Susan Dimasi and Chantal Kirby are the internationally successful minds behind the sustainable fashion house ‘Material By Product’ based in Fitzroy.
Susan was inspired as a teenager to be environmentally conscious by images of Greenpeace activists on the news, in the late 1980’s. “I thought what they did was brave and cool,” she says. “Now, these images serve as a reminder that it’s important for all human activity to become sustainable.”
“Basically,” she explains, “Chantal and I looked at what we do and asked ourselves how we could do it differently? How could we make a difference? How could we make the process we use to create our line environmentally sustainable?”
They started by looking at the essence of what they contributed to the process, “I’m a cutter or tailor. Chantal is a draper,” Susan says. “Together we fused tailoring and drapery into systems for minimal cutting, marking, and joining that reduce waste.” In other words: “we want to build a respectful culture around consumption. And we’re also designing systems to blueprint fashion for future lives of garments. We take any left over stock at the end of the season and rework it into new garments to be placed back in store for a new season.”
Susan said that one of the key challenges for sustainable fashion was to prevent sustainability from becoming a fashion trend itself. “We don’t want this to be something that makes people feel good about consuming these products unless there are real changes to design, manufacturing industries, and our consumption culture.”

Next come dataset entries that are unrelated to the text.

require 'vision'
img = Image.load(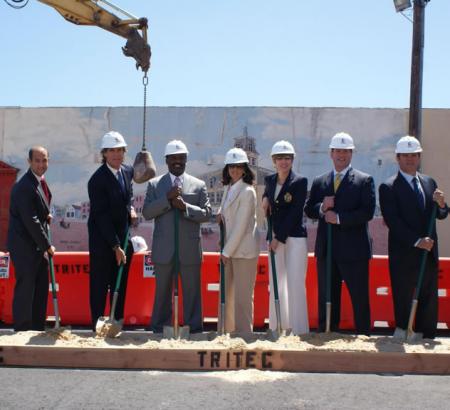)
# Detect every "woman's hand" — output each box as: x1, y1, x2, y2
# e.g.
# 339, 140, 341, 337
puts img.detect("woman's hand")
220, 254, 229, 265
269, 238, 279, 253
262, 197, 271, 216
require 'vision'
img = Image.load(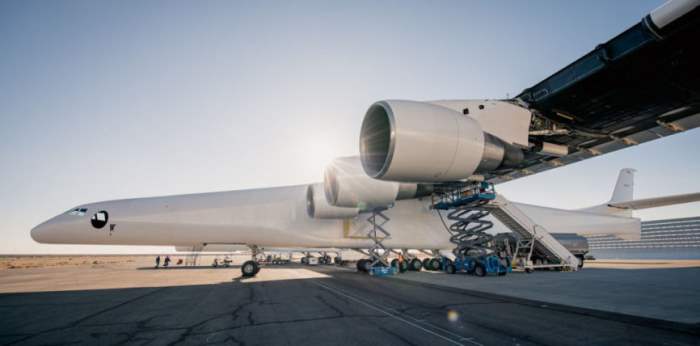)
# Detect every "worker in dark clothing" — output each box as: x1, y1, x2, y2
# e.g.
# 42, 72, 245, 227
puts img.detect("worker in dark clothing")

“Sustainability is becoming increasingly part of the thinking of design students and young designers. With these guys entering the industry, change is inevitable.”
But while change might be inevitable in the design industry, Susan said she’d like to see changes in manufacturing set up and the culture that surrounds the industry in Victoria. She wants “manufacturing that is woven back into the fabric of the city and inner city suburbs. A return to the local. I’d like to see sustainability woven back into the lives of educated people who choose to work with their minds and hands.”